🤖 AI Summary
This work addresses the tendency of standard diffusion models to generate clinically implausible or hallucinated content in medical image synthesis, and the absence of effective metrics to evaluate their pathological alignment. To this end, we propose Clinical Reward-Aligned Finetuning (CRAFT), a framework that integrates multimodal large language models and vision-language models to transfer clinical knowledge into diffusion models via label-conditioned prompts, clinical checklists, and a differentiable reward mechanism. We introduce the Clinical Alignment Score (CAS) as a novel proxy metric and optimize generation quality across four dimensions of clinical relevance. Experiments demonstrate that CRAFT consistently improves CAS scores and downstream classification performance across four medical imaging modalities, reduces low-alignment tail samples by 20.4% on average, and shows strong validity through physician blind reviews, structured audits, and memory analyses.
📝 Abstract
Foundation diffusion models can generate photorealistic natural images, but adapting them to medical imaging remains challenging. In medical adaptation, limited labeled data can exacerbate hallucination-like and clinically implausible synthesis, while existing metrics such as FID or Inception Score do not quantify per-image alignment with pathology-relevant criteria.
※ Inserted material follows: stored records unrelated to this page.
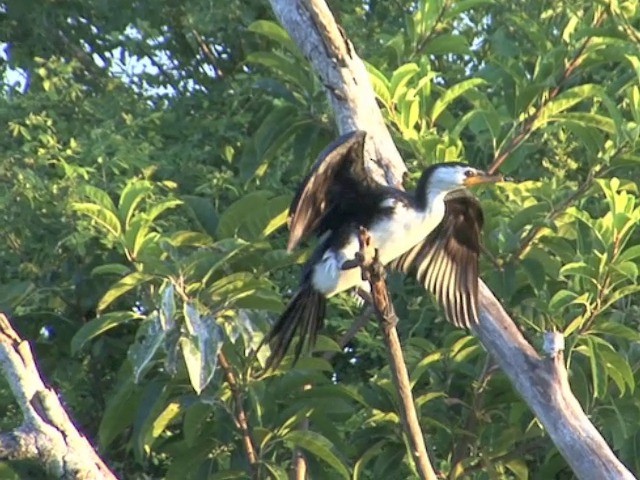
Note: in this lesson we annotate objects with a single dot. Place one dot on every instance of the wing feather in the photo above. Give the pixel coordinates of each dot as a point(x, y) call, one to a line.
point(335, 192)
point(446, 261)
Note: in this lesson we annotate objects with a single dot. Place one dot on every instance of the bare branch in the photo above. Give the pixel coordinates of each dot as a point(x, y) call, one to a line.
point(373, 271)
point(542, 382)
point(344, 75)
point(47, 433)
point(240, 415)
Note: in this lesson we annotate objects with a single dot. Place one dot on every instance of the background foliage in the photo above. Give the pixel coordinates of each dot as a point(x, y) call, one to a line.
point(149, 154)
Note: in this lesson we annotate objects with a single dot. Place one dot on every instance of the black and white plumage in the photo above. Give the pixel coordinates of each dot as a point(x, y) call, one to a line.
point(432, 233)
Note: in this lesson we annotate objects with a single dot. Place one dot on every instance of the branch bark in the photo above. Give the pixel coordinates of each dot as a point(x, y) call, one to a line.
point(542, 382)
point(373, 272)
point(344, 75)
point(47, 434)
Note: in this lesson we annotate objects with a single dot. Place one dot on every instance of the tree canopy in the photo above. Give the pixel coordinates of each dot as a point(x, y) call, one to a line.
point(151, 150)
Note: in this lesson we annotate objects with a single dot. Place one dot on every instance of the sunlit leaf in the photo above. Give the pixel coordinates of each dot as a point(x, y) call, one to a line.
point(318, 446)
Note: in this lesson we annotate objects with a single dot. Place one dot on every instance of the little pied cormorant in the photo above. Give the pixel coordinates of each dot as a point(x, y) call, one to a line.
point(432, 234)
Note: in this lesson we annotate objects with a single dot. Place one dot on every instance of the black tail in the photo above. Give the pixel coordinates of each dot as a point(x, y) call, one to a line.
point(305, 313)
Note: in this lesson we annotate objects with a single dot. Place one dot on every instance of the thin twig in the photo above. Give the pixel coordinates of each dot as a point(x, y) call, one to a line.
point(527, 126)
point(373, 271)
point(241, 415)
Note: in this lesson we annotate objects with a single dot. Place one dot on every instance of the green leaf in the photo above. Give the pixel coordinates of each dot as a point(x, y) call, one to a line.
point(600, 122)
point(561, 300)
point(380, 84)
point(618, 368)
point(106, 219)
point(202, 210)
point(448, 44)
point(462, 6)
point(98, 326)
point(519, 468)
point(441, 104)
point(284, 66)
point(159, 208)
point(400, 78)
point(111, 269)
point(122, 286)
point(99, 197)
point(234, 216)
point(318, 446)
point(132, 194)
point(149, 338)
point(275, 32)
point(370, 453)
point(119, 412)
point(200, 347)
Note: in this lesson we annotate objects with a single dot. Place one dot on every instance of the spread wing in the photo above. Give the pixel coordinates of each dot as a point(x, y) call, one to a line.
point(334, 192)
point(446, 262)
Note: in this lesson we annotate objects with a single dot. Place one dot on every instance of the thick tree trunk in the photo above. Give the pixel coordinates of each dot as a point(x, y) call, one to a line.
point(542, 382)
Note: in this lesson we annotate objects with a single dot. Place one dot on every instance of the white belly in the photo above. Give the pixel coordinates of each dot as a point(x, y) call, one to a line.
point(392, 237)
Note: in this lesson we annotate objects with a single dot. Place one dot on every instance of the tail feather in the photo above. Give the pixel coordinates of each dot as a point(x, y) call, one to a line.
point(304, 313)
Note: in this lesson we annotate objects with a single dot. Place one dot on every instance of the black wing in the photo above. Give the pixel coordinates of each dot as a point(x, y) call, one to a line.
point(446, 262)
point(337, 190)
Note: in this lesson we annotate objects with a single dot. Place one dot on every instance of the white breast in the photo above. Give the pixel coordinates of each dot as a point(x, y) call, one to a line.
point(393, 236)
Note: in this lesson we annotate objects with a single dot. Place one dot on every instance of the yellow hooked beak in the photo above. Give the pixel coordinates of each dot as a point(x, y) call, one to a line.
point(478, 177)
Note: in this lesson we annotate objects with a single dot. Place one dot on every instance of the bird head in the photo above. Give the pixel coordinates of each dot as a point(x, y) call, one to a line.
point(443, 178)
point(446, 177)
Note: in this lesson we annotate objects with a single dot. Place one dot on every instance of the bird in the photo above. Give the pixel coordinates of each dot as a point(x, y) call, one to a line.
point(432, 234)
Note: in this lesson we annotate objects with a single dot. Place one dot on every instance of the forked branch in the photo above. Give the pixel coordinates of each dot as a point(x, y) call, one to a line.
point(542, 381)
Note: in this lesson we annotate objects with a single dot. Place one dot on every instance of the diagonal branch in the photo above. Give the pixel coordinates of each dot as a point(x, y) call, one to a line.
point(47, 434)
point(240, 415)
point(373, 272)
point(542, 381)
We introduce the Clinical Alignment Score (CAS), a foundation-model-based proxy for clinical alignment that evaluates generated images along four complementary dimensions beyond visual fidelity. Building on CAS, we propose Clinical Reward-Aligned Finetuning (CRAFT), a reward-based adaptation framework that transfers medical knowledge from multimodal large language models and vision-language models through label-conditioned prompt enrichment, clinical checklists, and differentiable reward optimization. Across four diverse modalities, CRAFT improves CAS and downstream classification performance over strong adaptation baselines. Beyond average CAS gains, CRAFT reduces the empirical low-alignment tail below a real-image reference threshold by 5.5-34.7% points relative to the strongest baseline, corresponding to a 20.4% average relative reduction across datasets. These results indicate fewer hallucination-like generations under CAS, and are corroborated by out-of-family evaluator evaluation, structured checklist auditing, memorization analysis, and a blinded physician preference study on CheXpert.